Subject: | XML::SAX::PurePerl does not parse properly when given non-ascii input |
Hiya,
With XML::SAX::PurePerl when the input contains UTF-8 characters these
are decoded only within the first callback - and the last characters
may be corrupted if they are an incomplete UTF-8 sequence. Subsequent
callbacks return bare UTF-8 without any decoding at all.
The attached file shows the problem. Essentially it tries to parse a 3-
byte UTF-8 sequence repeated over and over within a CDATA section. The
test code prints out the values that it received as the callbacks.
The inner string is constructed simply as:
$string .= (("\x{e2}\x{80}\x{99}" x 8) . "\n") x 96;
so that we get a lot of these sequences, all lined up in a row.

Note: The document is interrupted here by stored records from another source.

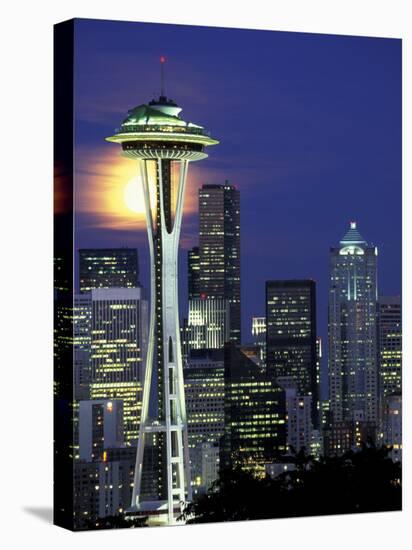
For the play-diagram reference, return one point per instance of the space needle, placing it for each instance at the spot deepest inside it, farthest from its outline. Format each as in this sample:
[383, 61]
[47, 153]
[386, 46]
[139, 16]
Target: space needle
[163, 144]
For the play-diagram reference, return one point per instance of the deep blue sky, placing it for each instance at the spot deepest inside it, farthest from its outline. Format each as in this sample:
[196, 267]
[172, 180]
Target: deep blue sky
[310, 131]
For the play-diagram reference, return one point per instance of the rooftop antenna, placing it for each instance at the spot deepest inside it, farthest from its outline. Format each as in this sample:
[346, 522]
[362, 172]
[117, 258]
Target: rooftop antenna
[162, 75]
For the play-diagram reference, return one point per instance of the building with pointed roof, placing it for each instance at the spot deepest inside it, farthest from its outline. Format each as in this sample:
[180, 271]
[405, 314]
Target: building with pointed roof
[353, 369]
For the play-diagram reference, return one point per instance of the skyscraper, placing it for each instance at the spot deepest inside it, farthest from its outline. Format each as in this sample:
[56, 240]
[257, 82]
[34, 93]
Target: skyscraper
[108, 268]
[291, 335]
[255, 415]
[208, 323]
[193, 267]
[219, 249]
[390, 346]
[118, 346]
[204, 390]
[353, 374]
[259, 337]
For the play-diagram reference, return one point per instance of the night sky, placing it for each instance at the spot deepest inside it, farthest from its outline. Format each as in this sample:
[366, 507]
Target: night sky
[309, 128]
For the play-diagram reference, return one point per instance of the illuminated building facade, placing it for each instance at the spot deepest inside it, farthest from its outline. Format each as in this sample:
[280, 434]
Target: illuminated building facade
[103, 488]
[255, 415]
[208, 323]
[291, 335]
[163, 144]
[353, 373]
[118, 344]
[82, 326]
[219, 249]
[100, 427]
[299, 430]
[204, 390]
[392, 425]
[108, 268]
[390, 346]
[193, 269]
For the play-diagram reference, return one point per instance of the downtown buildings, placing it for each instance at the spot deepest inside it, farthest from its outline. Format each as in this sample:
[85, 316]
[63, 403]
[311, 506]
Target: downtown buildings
[110, 326]
[214, 265]
[291, 349]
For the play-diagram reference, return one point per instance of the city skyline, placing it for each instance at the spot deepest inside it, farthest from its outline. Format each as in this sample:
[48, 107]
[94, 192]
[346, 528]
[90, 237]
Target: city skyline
[284, 330]
[329, 150]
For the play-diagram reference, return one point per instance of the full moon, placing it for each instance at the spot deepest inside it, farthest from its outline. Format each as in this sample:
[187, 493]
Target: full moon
[133, 195]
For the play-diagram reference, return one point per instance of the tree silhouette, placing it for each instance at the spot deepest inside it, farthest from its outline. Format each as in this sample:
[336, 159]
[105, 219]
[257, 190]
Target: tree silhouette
[359, 481]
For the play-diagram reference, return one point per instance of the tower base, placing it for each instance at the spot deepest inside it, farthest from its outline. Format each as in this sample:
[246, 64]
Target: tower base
[156, 513]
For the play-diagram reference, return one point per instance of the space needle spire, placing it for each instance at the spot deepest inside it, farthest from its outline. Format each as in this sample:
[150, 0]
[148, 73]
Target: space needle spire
[163, 145]
[162, 76]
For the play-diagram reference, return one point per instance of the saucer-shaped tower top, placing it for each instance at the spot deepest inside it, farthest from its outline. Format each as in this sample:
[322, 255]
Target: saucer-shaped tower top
[156, 131]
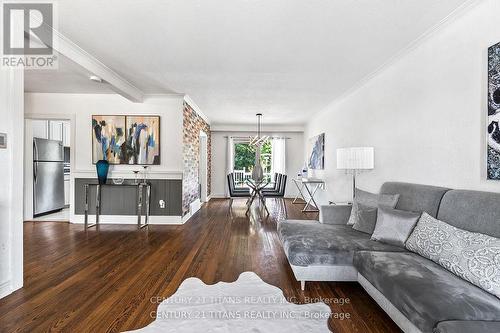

The callbacks are Dumped with Data::Dumper and produce:
----8<----
$VAR1 = {
'Data' => '
'
};
$VAR1 = {
'Data' => "
\x{2019}\x{2019}\x{2019}\x{2019}\x{2019}\x{2019}\x{2019}\x{2019}
[snip many identical lines...]
\x{2019}\x{2019}\x{2019}\x{2019}\x{2019}\x{fffd}\x{fffd}"
};
$VAR1 = {
'Data' => "\x{99}\x{e2}\x{80}\x{99}\x{e2}\x{80}\x{99}
[snip...]
----8<----
As can be seen, the callback is correct initially, but at the buffer
edge becomes corrupted, and subsequently stops processing the UTF-8 at
all.
There is a workaround - stop using XML::SAX::PurePerl by overriding
$XML::SAX::ParserPackage to be any of the other parsers. But it
shouldn't be necessary to /have/ to override the bundled parser because
it doesn't work, obviously.
This is probably related to bug#74666 which was reported 8 months ago.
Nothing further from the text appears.